I come from a family of four mixed race children, we were raised single handedly by our mother, a naturalized citizen who came to this country 42 years ago. My family on my father's side has been here since 1620 and includes ancestors who travelled the glades and valleys of the northeast long before the Europeans touched foot on this soil. Despite my "pedigree" I have not always been treated like an American. Due to the color of my skin, the shape of my eyes and my features, I have sometimes been treated like a foreigner.
I never realized that I had carried inside of me a lifetime of hard feelings about being different, I had shoved them to the side and ignored them just so I could get through each day. My sister was turned away from a friend's birthday party because she was too dark. Children followed me home from school taunting me and throwing things. And my brother was dealt an extra heavy hand of punishment, not only for looking different, but because he was gay. Thursday night the feelings came back for a fleeting moment, and Thursday night they were lifted from my shoulders by a man speaking from a podium in Denver Colorado. As it turns out, there were others who felt the same. and some of the people who were touched by that night might surprise you.
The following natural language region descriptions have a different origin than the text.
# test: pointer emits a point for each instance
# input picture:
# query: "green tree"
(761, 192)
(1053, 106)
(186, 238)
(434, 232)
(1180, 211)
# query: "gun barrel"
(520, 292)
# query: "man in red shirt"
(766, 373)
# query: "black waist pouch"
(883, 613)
There is a lunchroom in a factory where everyone gathers, my brother is there and so are his friends, mostly others of like mind. They eat together and talk about their lives, their families, and the woes and joys of everyday life. They also speak of politics, usually in hushed tones because there are people there who do not agree with them.
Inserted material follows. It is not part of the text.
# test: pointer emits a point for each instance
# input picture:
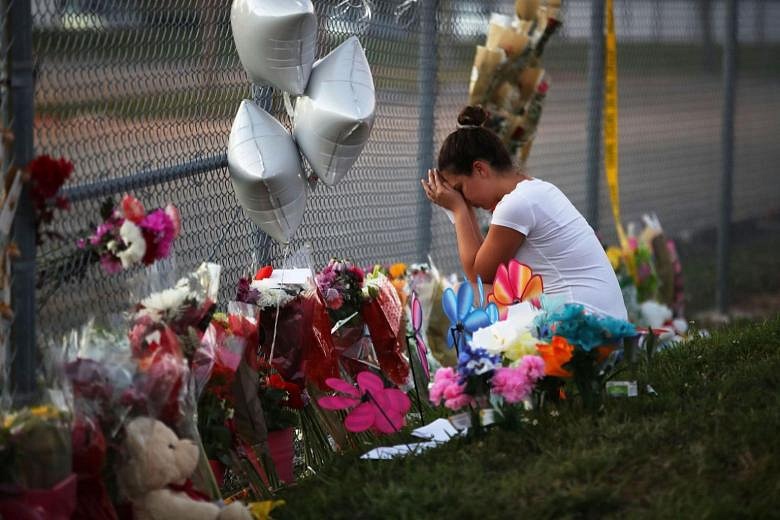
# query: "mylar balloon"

Yesterday that all changed. Three Republicans walked in. Decent human beings all three, men who have worked hard and contributed and taken care of their families. But three men who could never find it in themselves to vote outside of their party ticket... until now.
My brother broached the subject first and what ensued was a heart to heart talk about the condition of the country and the place we are headed together. These men were touched by what happened in Denver. These men were moved, so much so, that they had changed their minds.
They saw the America which could be, they saw that we are ONE people, they saw that we can rise above our differences, and to paraphrase Obama, that heart and inspiration and hope need not be the illusion the cynics would like us to believe it is. They heard the call. They knew in their bones that we have this chance to start getting it right.
I canvas, and some days it is hard to get up and go out my front door, but my brother's story proved to me that the way we will start taking this country back IS one person at a time. Not only through political activities but through the simple act of speaking to each other. It will not always work, but that doesn't matter, what matters is that we have begun a dialogue.
And for me, I will remind myself everytime complacency begins to creep in, and I feel that what I do makes no difference, that there are possibilities we have not yet reached and that, to dream of, and work for better days is a noble thing. We are all important, each and every one of us.